Don’t Do Your Best

Psalm 103

God doesn’t want your best. Don’t think it. Don’t believe it. Don’t say it. God doesn’t want your best. He’s not your Little League coach. There is too much at stake here. And your best stinks. It’s not that good. Oh, relatively speaking I suppose there is some truth to this. We can compare ourselves to others. We can rank each other. My putting is the best at the office golf outing. The best student. The best BBQ. Fine. Seems a little childish for God talk though. God doesn’t want your best. Your best stinks.

And this is not a cranky theologian getting worked about semantics. I can do that too, but not here. This is important. It is at the heart of the Reformation. If you wade through all the theological jargon of the late medieval church (transubstantiation, venial sins, mortal sins, condign merit, congruous merit), if you fight your way through it all to arrive at the core, there is this phrase that stands out; facere quod in se est. Do what is in you. Do your best. Do your best and God will love you back. He knows that you cannot be perfect but there is something in you, a little, tiny, minimal good. God just wants your best and he will not deny grace to those who just do what is in them. As if Christ’s cross had nothing to do with our salvation.

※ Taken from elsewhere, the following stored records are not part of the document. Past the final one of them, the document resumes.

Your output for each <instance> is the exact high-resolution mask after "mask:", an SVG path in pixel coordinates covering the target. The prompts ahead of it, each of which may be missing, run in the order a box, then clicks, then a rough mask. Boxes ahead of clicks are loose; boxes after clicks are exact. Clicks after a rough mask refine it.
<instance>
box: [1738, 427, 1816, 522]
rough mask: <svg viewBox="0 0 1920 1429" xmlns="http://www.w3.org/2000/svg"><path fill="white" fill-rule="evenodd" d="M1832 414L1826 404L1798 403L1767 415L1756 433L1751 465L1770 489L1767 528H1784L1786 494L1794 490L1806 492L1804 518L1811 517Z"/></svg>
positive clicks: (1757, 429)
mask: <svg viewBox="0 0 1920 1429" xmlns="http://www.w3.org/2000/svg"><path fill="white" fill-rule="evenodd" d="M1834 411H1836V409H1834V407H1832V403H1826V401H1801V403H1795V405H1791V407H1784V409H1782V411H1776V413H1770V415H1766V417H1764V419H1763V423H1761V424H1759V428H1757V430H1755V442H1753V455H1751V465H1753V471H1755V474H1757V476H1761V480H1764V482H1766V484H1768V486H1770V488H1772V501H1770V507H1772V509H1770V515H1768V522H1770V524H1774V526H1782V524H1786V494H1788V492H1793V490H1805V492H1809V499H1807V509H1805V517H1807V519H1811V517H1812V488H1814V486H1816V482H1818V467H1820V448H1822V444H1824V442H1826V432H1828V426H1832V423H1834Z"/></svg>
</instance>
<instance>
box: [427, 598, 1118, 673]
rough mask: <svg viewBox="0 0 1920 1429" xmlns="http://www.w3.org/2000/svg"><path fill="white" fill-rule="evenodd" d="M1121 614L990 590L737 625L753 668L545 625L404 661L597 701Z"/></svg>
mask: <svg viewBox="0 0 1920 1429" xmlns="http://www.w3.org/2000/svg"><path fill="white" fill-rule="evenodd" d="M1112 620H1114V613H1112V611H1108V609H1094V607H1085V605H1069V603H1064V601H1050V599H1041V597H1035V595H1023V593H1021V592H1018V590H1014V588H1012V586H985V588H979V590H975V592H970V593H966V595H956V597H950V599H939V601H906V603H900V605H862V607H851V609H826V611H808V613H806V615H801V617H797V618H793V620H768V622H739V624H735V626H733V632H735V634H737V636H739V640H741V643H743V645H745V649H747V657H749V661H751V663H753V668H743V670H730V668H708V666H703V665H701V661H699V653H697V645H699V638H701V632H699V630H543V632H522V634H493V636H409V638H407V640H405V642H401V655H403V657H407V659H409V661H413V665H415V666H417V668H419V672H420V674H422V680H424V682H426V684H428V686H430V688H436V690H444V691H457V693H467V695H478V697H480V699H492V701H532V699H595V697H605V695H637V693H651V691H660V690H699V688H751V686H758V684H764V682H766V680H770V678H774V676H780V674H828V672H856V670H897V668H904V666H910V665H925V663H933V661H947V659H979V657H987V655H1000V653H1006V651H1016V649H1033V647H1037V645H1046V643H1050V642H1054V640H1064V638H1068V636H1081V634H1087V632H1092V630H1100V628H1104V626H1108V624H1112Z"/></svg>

Luther was fond of saying that we owe nothing to God, only faith. Good thing because what is in us is rotten. It’s not worth, even a little bit, parading around before God or man. I don’t care how good your putter is or your grades or your BBQ. At least not in the sake of your value to me or to God. There is too much at stake here to play this game.

This little phrase, “Do what is in you”, is devastating, absolutely devastating. It puts us back into a business relationship with God. I do this for him (as small as it might be) and he will do this for me. It’s not love. It’s not grace. It’s crushing because only an arrogant fool looks inside and declares, “This is good.” Despair is the only honest conclusion. Be very careful then where you throw this law. It might hit an honest person.

I don’t know why we try to put ourselves back under this curse. We are free from that. God demands nothing from me because it has already been given to me in Christ. I don’t have anything to offer him. Nothing at all. And I don’t have to, on account of Christ. Only faith and my faith stinks too, so the Spirit turns my sorry heart around in faith. He does it all. It’s the only way I have peace and security in all of this. It’s the only way I know the love of God. Even my repentance is a part of faith that God works in me. I owe God nothing.

I owe my neighbor everything. So my growth, my plan, my career, my ministry, my, my, my. Who cares? My life is now about something so much bigger than “my”. It’s about divine love. And how freeing that is. This was never about what is in me, my best, ever. How insulting it is to a gracious God to think so. “Here is what I have for you, O God.” Rather, he makes me a partaker of mercies more than I dare claim.

Luther contemplated what this meant when we take stock of our lives. He concluded what the Psalms and Paul and all the rest concluded, that the fear of the Lord is the beginning of wisdom. I should always have this fear that my life is nothing before him. Only in that fear (as opposed to the hubris of “I got something to offer him”), only in this fear am I ripe for mercy and love. Mercy from him and love to others. So as we sing Psalm 103, notice there is no “Do my best.” There is only a healthy dose of fear, only a marveling at his grace (he doesn’t treat us as we deserve but much better), only a wonderment at forgiveness and mercy.

God does not return grace to those who try their best but rather shows compassion on those fear him, that is, who know, by the Spirit’s work, that they have nothing to offer and only hold out there hands to receive.